Here are some things to keep in mind about Headscale users and ACLs that might make your Headscale configuration less confusing:

  • If you are using OIDC, users nodes will be be created in a “user” according to their login name.
  • “Users” can be used as the src or dst in an ACL.
  • “Users” can be grouped, and users can be in more than one group.
  • The “user” also appears in the MagicDNS: nodename.user.base_domain.
  • Nodes that have tags will not get logged out or be subject to the “oidc expiry” time.
  • “autogroup:self” does not exist in headscale at this moment. None of the “autogroups” do.

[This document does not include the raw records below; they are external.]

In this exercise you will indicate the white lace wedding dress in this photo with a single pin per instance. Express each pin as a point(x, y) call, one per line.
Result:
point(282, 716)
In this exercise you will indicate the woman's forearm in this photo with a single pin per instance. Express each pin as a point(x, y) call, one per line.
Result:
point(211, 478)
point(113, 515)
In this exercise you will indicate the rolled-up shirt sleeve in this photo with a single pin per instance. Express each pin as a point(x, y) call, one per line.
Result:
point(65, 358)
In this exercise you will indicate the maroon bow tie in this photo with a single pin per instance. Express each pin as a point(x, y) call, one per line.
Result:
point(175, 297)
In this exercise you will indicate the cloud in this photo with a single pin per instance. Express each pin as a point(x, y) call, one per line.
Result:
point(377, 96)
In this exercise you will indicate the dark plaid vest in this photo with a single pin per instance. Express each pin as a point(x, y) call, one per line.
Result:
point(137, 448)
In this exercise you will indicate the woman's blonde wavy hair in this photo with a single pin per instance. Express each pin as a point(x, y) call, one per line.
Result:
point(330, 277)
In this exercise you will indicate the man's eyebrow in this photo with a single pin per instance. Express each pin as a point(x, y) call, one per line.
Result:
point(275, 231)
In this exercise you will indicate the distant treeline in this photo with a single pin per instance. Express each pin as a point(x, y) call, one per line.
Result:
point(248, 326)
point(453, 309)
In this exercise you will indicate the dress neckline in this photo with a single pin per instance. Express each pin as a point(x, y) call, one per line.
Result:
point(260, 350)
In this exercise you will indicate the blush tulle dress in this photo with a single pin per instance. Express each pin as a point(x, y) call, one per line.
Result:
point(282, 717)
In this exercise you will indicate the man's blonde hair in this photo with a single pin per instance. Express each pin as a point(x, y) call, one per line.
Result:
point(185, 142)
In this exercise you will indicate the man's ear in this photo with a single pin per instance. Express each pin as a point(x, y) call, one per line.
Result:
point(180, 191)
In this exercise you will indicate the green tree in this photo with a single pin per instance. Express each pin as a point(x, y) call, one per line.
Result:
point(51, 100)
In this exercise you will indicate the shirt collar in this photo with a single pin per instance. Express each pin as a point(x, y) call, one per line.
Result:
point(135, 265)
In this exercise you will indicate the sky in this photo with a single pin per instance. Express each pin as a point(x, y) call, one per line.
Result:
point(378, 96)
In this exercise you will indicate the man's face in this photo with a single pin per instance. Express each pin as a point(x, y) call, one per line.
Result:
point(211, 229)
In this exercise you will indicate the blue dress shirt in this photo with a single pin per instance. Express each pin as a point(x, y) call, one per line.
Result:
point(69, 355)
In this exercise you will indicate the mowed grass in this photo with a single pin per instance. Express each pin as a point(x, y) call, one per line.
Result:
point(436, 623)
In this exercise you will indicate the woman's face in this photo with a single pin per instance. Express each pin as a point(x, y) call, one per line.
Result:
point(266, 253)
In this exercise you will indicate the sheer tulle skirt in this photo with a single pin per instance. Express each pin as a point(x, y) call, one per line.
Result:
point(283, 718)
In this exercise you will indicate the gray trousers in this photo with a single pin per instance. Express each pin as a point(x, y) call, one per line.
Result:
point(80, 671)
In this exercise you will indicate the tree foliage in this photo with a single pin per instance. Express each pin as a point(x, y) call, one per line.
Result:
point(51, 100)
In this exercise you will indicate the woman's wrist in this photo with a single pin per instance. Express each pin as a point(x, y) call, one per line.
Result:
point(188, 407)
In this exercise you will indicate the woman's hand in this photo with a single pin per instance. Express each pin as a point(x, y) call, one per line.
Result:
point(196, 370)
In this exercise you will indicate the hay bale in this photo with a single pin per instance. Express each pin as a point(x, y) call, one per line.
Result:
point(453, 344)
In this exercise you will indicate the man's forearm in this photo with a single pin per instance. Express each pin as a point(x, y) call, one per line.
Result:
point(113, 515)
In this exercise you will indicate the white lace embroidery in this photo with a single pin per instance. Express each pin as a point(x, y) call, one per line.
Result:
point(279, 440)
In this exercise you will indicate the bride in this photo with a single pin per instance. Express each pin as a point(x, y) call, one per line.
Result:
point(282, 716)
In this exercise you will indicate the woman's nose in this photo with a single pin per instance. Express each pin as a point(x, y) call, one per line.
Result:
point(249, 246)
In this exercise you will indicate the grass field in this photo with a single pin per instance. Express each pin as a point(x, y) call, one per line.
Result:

Here is how I’m using OIDC, ACLs and users in my organization:

  • I have OIDC set up with our Google “Workspace” Business account.
  • Our people can then install tailscale and login with Google. They are then put into a group based in the username they logged in with (left of the @ in their email address).
  • People have to re-login on their devices every 15 days.
  • Our servers are all in an “ovl” “user”. This is for “overlay network”.
  • Our servers all connected via “tailscale up –accept-routes=false”, because our firewalls advertise routes to the LANs, and tailscale will overwrite the routing so that LAN traffic is forced to go over the tailnet.
  • Our servers all have tags based on their roles and locations, so they won’t be logged out.
  • In our ACLs, I have two groups defined: “ops” and “devs”. All the “ops” are in the “devs” group as well.
  • “group:devs” have extensive access to development machines and limited access to staging and production tagged resources (things like viewing logs and graphs).
  • “group:ops” have extensive access to staging and production and other protected resources.
  • People are able to reach their own and other peoples devices by DNS using: nodename.user and servers via hostname.env.ovl, because the servers nodenames are short_hostname.envname.

Additional, non-standard things:

  • I have a small script that uses the group membership and headscale user-to-IP mappings to generate ipset lists for the different groups. So our legacy firewalling can use those IP sets to tell what group a user is in and apply the correct set of firewall rules to them.
  • The longer term plan is to have people no longer accessing machines via their LAN addresses through the firewall and it’s iptables, but to directly access machines on the tailnet and use ACLs for access.